My vision for Indian food is to position it as one of the leading cuisines around the world, just like Italian, Chinese, and Japanese. I think Indian food is incredible, with an unmatched culinary philosophy, variety, and depth that is unparalleled, and a sophistication that is a class by itself.
2- What inspired you to get into the restaurant business, apart from your father’s legacy?
I have always been intrigued and infatuated by the restaurant industry, though I was exposed to it through my father [Jiggs Kalra]. What really drives me every day is my love for Indian food, and I believe it is our responsibility to showcase it in the best possible way.
3- From the time you began the company till now, how has Indian cuisine evolved?
The Indian foodie’s palate has become jaded. They are now exposed to great food from across the world. The adventure factor has exponentially increased. People have begun to move away from butter chicken and ‘Chinjabi’ food, to try authentic and new flavours. The foodie is evolving so rapidly that what you think is ahead of the curve today becomes right on the ball in six months.

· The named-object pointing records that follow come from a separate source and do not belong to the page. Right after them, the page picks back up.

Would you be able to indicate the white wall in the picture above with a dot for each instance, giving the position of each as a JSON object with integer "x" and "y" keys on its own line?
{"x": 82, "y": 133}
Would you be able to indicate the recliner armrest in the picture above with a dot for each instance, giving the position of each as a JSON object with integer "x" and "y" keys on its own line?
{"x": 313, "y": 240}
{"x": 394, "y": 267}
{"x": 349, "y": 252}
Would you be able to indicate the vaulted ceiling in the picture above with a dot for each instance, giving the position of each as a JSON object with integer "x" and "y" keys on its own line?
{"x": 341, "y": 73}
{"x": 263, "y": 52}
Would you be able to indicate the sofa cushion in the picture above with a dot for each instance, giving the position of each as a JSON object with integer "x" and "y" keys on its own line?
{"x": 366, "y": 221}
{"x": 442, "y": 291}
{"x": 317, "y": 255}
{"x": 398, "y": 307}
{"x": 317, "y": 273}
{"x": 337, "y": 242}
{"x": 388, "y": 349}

4- Which is your favourite restaurant in the world?
Paradise Pup in Chicago. It is several years old and serves the best burgers in America. They source their ingredients from specific vendors. Two brothers run it with a lot of passion, and that is what I love about it.

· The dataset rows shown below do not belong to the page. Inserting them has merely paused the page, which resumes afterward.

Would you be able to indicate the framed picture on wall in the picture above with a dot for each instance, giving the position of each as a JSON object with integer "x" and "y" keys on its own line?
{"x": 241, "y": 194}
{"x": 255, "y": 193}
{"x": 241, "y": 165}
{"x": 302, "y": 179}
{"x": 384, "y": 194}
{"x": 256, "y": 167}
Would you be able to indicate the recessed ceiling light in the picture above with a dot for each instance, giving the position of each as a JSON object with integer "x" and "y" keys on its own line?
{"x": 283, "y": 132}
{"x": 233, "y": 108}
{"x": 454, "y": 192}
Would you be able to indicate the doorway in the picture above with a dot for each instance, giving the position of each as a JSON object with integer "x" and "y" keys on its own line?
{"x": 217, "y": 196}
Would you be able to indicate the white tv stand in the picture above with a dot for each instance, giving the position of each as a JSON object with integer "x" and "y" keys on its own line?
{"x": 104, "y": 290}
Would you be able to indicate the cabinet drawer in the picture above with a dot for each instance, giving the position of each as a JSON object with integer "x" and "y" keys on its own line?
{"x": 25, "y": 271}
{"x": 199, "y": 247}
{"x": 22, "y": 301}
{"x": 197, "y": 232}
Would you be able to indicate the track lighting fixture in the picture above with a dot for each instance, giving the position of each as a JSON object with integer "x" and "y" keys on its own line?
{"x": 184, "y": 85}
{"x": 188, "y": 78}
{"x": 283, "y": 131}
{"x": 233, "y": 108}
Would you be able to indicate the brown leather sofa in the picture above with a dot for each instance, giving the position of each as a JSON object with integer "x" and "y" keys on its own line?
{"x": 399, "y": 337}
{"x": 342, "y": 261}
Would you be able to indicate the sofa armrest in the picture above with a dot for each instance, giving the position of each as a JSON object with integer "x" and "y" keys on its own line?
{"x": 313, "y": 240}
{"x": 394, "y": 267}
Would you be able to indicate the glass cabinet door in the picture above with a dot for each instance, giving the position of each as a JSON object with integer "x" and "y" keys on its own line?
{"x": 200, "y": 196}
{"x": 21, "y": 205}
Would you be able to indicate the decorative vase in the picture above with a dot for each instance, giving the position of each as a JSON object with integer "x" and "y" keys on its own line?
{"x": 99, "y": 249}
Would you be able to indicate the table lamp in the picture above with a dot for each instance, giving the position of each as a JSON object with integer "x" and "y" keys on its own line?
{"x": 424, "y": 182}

5- What role does travel play in your business?
Apart from Indian cuisine, I have restaurants serving other cuisines too, so it is very important to travel to the country of origin. For instance, when I was opening Pa Pa Ya, I went to Japan. For my recently opened restaurant, Hotel Shanghigh, I have been making multiple trips to China, Japan, and Dubai to study high-quality Chinese restaurants. Travel exposes your palate and inspires you, gives you access to great dishes and ingredients. The country that inspires me the most from the perspective of food is Japan—their culinary philosophy is incredible. They have huge respect for ingredients and a beautiful sense of simplicity.

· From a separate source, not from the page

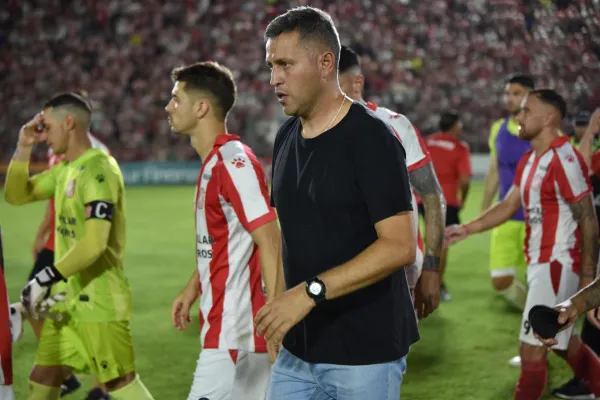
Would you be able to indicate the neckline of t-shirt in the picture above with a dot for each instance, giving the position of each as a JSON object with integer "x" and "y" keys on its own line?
{"x": 327, "y": 133}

6- You have introduced concepts such as molecular gastronomy in Indian food. You are also one of the pioneers of fusion food. What are the challenges you faced when you decided to bring these trends to India?
One of the biggest challenges was access to ingredients. Another one was to find qualified people. In 2019, you launched Farzi Cafe in London.
7- What’s next in the pipeline?
More expansion is on the cards, specifically in India. We are already in nine cities in India, and we expect to be in four more by the end of the year .
8- Out of all the dishes in your restaurants, which ones are your favourite?
It is impossible to choose from. But when it comes to repeatability, two restaurants of mine that I go to are Made in Punjab for the butter chicken, paneer tikka, and biryani, and Hotel Shanghigh (opened in Mumbai in January 2020) for the spare ribs, prawn and chives Cheung fun.
9- Who are your favourite chefs in the world, and what aspects of their work impress you the most?
Chefs Sriram Aylur and Atul Kochhar are my favourite Indian chefs. When it comes to international chefs, I loved the work of the late Joël Robuchon, from whom I learned a lot.